In spite of Presidents Day mattress sales, there is no logical connection between discounted bedding and the leader of the free world. But the relationship between presidents and mattresses includes a teenage rant about where Washington slept, Honest Abe’s special-order mattress, a mattress partly blamed in the death of one president and even a mattress tale out of Hoffman Estates about our current president that can be described only as sad.
While some presidents have been guilty of “sleeping around,” George Washington, who was born on Feb. 22, 1732, probably slept on more mattresses than any other president. According to scholars at Washington’s Mount Vernon estate and museum, Washington lived in three different homes by the time he was 6. As a teenager, Washington worked as a surveyor, hiking his way across the wilderness of Virginia.
“I not being so good a woodsman as the rest of my Company striped my self very orderly and went in to the Bed as they call’d it when to my Surprize I found it to be nothing but a Little Straw — Matted together (and) one Thread Bear blanket with double its Weight in Vermin such as Lice and Fleas etc.,” a 16-year-old Washington wrote in his diary that was excerpted in a 1999 Smithsonian Magazine article.
During the French and Indian War, 21-year-old Maj. Washington hiked 900 miles through snowy woods. As a leader and general in the Continental Army, he slept in hundreds of locales. As our first president, he traveled throughout the northern and southern states, spending many nights in private homes and inns. In the early 1790s, Washington’s wife, Martha, ordered a bed from Philadelphia with a mattress 6 feet, 6 inches long to accommodate Washington’s 6-foot, 2-inch frame.
At 6-foot-4, Abraham Lincoln was our tallest president, and the bed purchased by his wife, Mary Todd Lincoln, is enormous. The Lincoln bed in the White House is an elaborate rosewood bed nearly 8 feet long and 6 feet wide, according to The White House Museum. The president, however, probably never slept in it. His son, Willie, died in that bed at age 11 in 1862.
But that didn’t stop Presidents Benjamin Harrison, Woodrow Wilson, Calvin Coolidge and Theodore Roosevelt from sleeping in the bed, which was not known for comfort. Barbara Bush, wife of President George H.W. Bush, replaced the original mattress made of horsehair.
The most infamous presidential mattress might bear some responsibility in the death of James Garfield, our 20th president. On July 2, 1881, an assassination attempt left Garfield with a bullet lodged in his abdomen. There were no X-ray machines then, so doctors used their unsterilized bare hands and medical tools to poke around the president’s 210-pound frame in search of the bullet.
Unable to find it, doctors continued to treat Garfield at the White House while the public submitted ideas to help him recover. Physicist and astronomer Simon Newcomb, who headed the Naval Observatory in Washington, and Alexander Graham Bell teamed up to craft a rudimentary metal detector, which created a hum when placed close to metal objects.
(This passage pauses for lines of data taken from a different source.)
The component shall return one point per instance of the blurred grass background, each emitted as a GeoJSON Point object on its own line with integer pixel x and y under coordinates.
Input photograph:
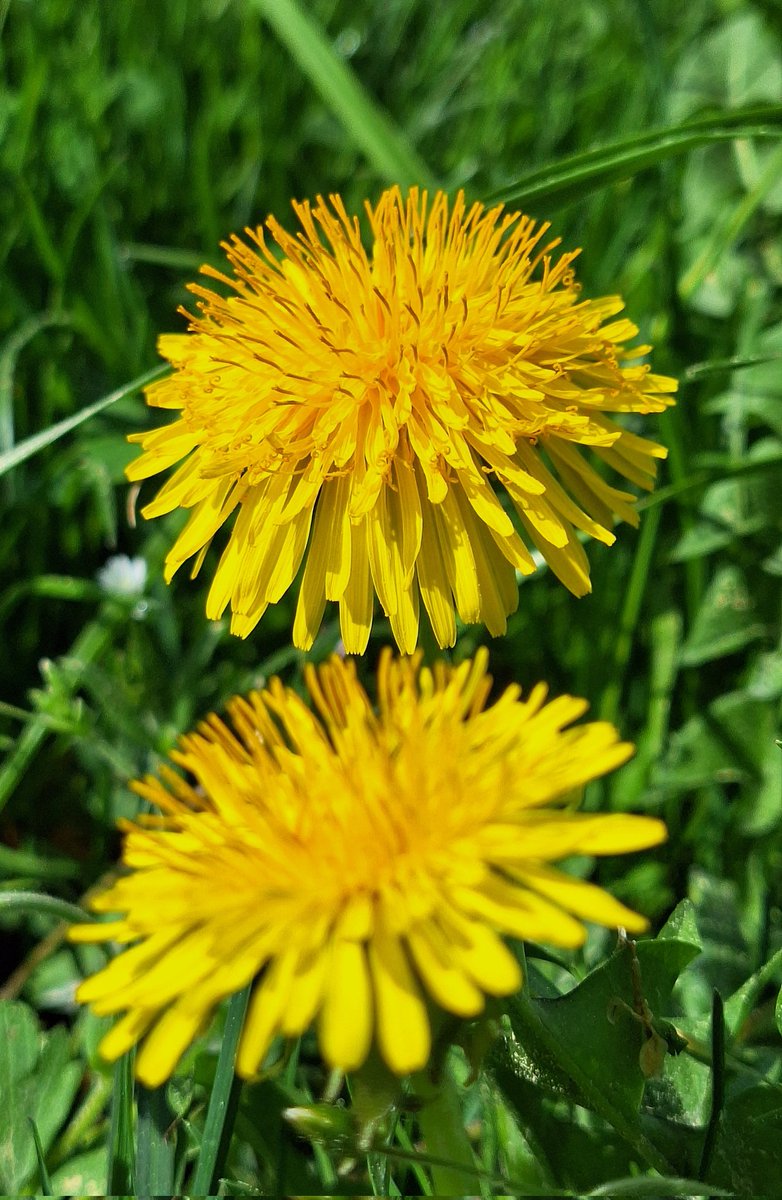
{"type": "Point", "coordinates": [133, 137]}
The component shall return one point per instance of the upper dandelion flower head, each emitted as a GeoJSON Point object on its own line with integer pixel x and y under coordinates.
{"type": "Point", "coordinates": [407, 419]}
{"type": "Point", "coordinates": [362, 865]}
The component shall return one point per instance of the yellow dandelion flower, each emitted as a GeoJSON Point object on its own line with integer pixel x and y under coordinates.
{"type": "Point", "coordinates": [362, 867]}
{"type": "Point", "coordinates": [379, 413]}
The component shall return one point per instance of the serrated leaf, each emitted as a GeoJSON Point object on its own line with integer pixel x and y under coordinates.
{"type": "Point", "coordinates": [570, 1047]}
{"type": "Point", "coordinates": [19, 1044]}
{"type": "Point", "coordinates": [732, 743]}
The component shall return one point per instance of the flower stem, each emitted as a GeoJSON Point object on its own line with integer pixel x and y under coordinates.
{"type": "Point", "coordinates": [443, 1129]}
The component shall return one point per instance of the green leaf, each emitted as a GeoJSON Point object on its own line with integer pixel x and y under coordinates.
{"type": "Point", "coordinates": [746, 1156]}
{"type": "Point", "coordinates": [121, 1150]}
{"type": "Point", "coordinates": [681, 927]}
{"type": "Point", "coordinates": [84, 1175]}
{"type": "Point", "coordinates": [572, 178]}
{"type": "Point", "coordinates": [37, 1084]}
{"type": "Point", "coordinates": [36, 901]}
{"type": "Point", "coordinates": [223, 1099]}
{"type": "Point", "coordinates": [32, 445]}
{"type": "Point", "coordinates": [155, 1143]}
{"type": "Point", "coordinates": [726, 621]}
{"type": "Point", "coordinates": [570, 1048]}
{"type": "Point", "coordinates": [19, 1041]}
{"type": "Point", "coordinates": [732, 742]}
{"type": "Point", "coordinates": [656, 1187]}
{"type": "Point", "coordinates": [43, 1175]}
{"type": "Point", "coordinates": [365, 121]}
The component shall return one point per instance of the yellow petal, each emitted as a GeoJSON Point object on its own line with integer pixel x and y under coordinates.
{"type": "Point", "coordinates": [344, 1026]}
{"type": "Point", "coordinates": [403, 1026]}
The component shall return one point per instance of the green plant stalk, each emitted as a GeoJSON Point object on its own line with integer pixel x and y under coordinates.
{"type": "Point", "coordinates": [223, 1101]}
{"type": "Point", "coordinates": [36, 901]}
{"type": "Point", "coordinates": [46, 1182]}
{"type": "Point", "coordinates": [84, 1125]}
{"type": "Point", "coordinates": [155, 1144]}
{"type": "Point", "coordinates": [629, 617]}
{"type": "Point", "coordinates": [572, 178]}
{"type": "Point", "coordinates": [727, 231]}
{"type": "Point", "coordinates": [717, 1083]}
{"type": "Point", "coordinates": [364, 120]}
{"type": "Point", "coordinates": [525, 1014]}
{"type": "Point", "coordinates": [37, 442]}
{"type": "Point", "coordinates": [121, 1152]}
{"type": "Point", "coordinates": [89, 645]}
{"type": "Point", "coordinates": [441, 1126]}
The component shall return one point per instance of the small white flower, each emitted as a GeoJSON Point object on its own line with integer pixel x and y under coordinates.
{"type": "Point", "coordinates": [122, 576]}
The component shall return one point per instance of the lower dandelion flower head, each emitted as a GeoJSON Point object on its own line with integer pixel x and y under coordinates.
{"type": "Point", "coordinates": [405, 419]}
{"type": "Point", "coordinates": [362, 865]}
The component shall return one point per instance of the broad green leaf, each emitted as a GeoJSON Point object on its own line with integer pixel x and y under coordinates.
{"type": "Point", "coordinates": [731, 509]}
{"type": "Point", "coordinates": [572, 178]}
{"type": "Point", "coordinates": [746, 1156]}
{"type": "Point", "coordinates": [732, 742]}
{"type": "Point", "coordinates": [365, 121]}
{"type": "Point", "coordinates": [726, 621]}
{"type": "Point", "coordinates": [84, 1175]}
{"type": "Point", "coordinates": [19, 1045]}
{"type": "Point", "coordinates": [37, 1084]}
{"type": "Point", "coordinates": [35, 901]}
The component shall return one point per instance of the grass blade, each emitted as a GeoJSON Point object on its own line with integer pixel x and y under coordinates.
{"type": "Point", "coordinates": [572, 178]}
{"type": "Point", "coordinates": [155, 1144]}
{"type": "Point", "coordinates": [46, 1182]}
{"type": "Point", "coordinates": [40, 903]}
{"type": "Point", "coordinates": [31, 445]}
{"type": "Point", "coordinates": [223, 1101]}
{"type": "Point", "coordinates": [121, 1157]}
{"type": "Point", "coordinates": [367, 124]}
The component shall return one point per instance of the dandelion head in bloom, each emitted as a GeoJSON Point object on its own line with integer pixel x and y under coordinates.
{"type": "Point", "coordinates": [405, 418]}
{"type": "Point", "coordinates": [362, 865]}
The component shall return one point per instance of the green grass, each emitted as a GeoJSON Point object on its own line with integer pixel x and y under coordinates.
{"type": "Point", "coordinates": [133, 137]}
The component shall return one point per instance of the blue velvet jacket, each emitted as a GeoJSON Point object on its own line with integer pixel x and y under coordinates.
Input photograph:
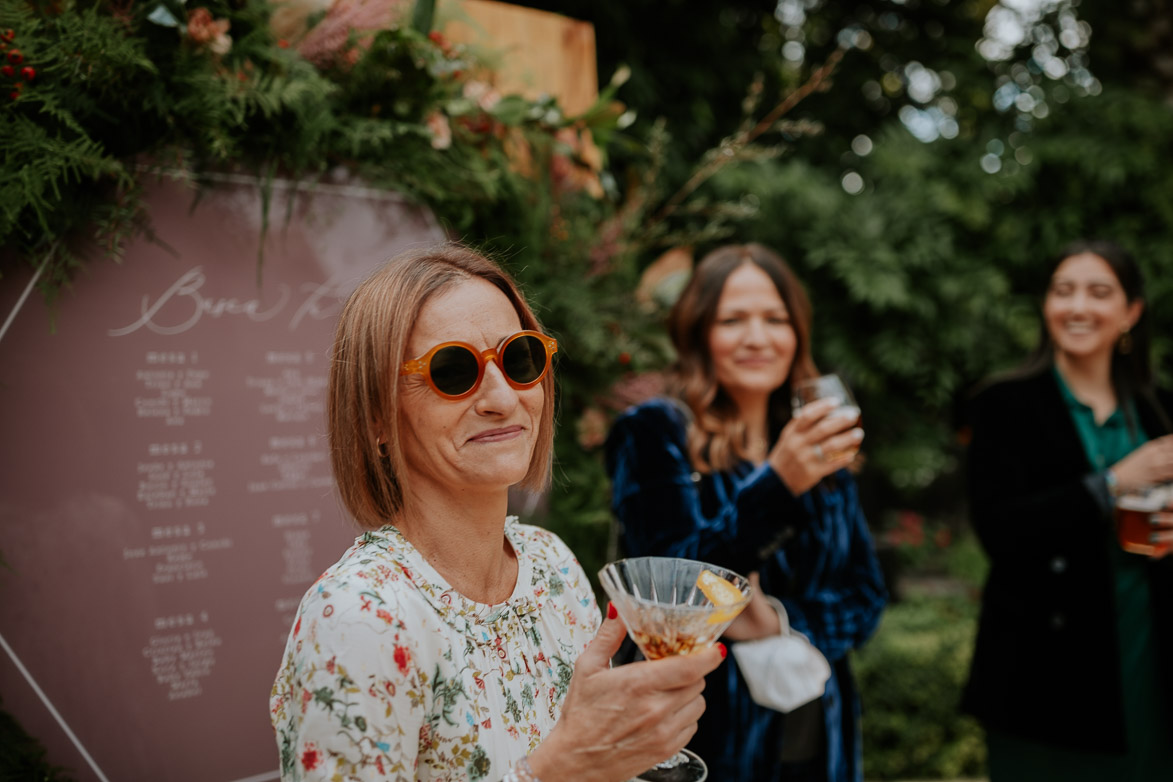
{"type": "Point", "coordinates": [813, 551]}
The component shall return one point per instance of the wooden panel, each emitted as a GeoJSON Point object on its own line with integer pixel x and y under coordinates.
{"type": "Point", "coordinates": [531, 52]}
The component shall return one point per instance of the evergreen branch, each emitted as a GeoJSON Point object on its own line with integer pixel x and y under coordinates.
{"type": "Point", "coordinates": [730, 148]}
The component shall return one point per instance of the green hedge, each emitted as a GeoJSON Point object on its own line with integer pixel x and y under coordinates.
{"type": "Point", "coordinates": [910, 675]}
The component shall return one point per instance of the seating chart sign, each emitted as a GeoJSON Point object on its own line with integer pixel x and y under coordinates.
{"type": "Point", "coordinates": [167, 496]}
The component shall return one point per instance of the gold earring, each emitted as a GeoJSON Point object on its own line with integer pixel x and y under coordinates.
{"type": "Point", "coordinates": [1125, 345]}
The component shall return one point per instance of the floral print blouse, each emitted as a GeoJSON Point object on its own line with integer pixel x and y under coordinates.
{"type": "Point", "coordinates": [391, 674]}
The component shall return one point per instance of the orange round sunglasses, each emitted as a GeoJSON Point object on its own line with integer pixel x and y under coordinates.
{"type": "Point", "coordinates": [455, 369]}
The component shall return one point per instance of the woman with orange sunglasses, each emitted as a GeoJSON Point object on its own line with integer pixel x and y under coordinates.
{"type": "Point", "coordinates": [452, 641]}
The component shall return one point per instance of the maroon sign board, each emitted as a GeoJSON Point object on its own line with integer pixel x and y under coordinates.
{"type": "Point", "coordinates": [165, 495]}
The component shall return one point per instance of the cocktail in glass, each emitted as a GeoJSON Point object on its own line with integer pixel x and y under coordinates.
{"type": "Point", "coordinates": [666, 612]}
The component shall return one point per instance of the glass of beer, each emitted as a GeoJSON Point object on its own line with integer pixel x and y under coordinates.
{"type": "Point", "coordinates": [1137, 523]}
{"type": "Point", "coordinates": [827, 387]}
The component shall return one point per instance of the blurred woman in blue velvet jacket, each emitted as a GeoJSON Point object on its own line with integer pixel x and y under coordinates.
{"type": "Point", "coordinates": [720, 471]}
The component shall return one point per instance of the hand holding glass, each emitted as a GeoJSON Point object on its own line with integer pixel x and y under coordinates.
{"type": "Point", "coordinates": [668, 613]}
{"type": "Point", "coordinates": [1140, 524]}
{"type": "Point", "coordinates": [805, 392]}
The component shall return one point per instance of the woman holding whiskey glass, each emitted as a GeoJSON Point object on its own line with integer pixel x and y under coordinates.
{"type": "Point", "coordinates": [1070, 672]}
{"type": "Point", "coordinates": [452, 641]}
{"type": "Point", "coordinates": [723, 471]}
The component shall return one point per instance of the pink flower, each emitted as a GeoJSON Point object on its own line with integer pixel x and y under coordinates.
{"type": "Point", "coordinates": [440, 130]}
{"type": "Point", "coordinates": [483, 94]}
{"type": "Point", "coordinates": [402, 659]}
{"type": "Point", "coordinates": [209, 32]}
{"type": "Point", "coordinates": [311, 756]}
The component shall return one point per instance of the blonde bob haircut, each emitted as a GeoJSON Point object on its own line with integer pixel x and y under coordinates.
{"type": "Point", "coordinates": [370, 346]}
{"type": "Point", "coordinates": [717, 436]}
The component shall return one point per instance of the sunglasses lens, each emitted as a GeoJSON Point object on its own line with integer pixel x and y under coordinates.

They couldn’t find the bullet, and some historians blame the new White House mattress with metal coils for messing up those tests. Garfield was sent to his summer home on the Jersey Shore and died from infection on Sept. 19, a grueling 80 days after the shooting.
Our current president has his own mattress tale, and it has a sad ending. In 2009, Hoffman Estates-based Serta, the largest mattress manufacturer in the United States, launched a line of Trump Home-branded mattresses. In the TV commercial, businessman Donald Trump conversed with sheep. But after candidate Trump made controversial remarks about Mexican immigrants in 2015, Serta kicked Trump out of the bed business.
“Serta values diversity and does not agree with nor endorse the recent statements made by Mr. Trump,” the bedding producer said in explaining the end of the relationship.
Or, as an old saying that applies to mattresses and presidents goes, “You’ve made your bed; now lie in it.”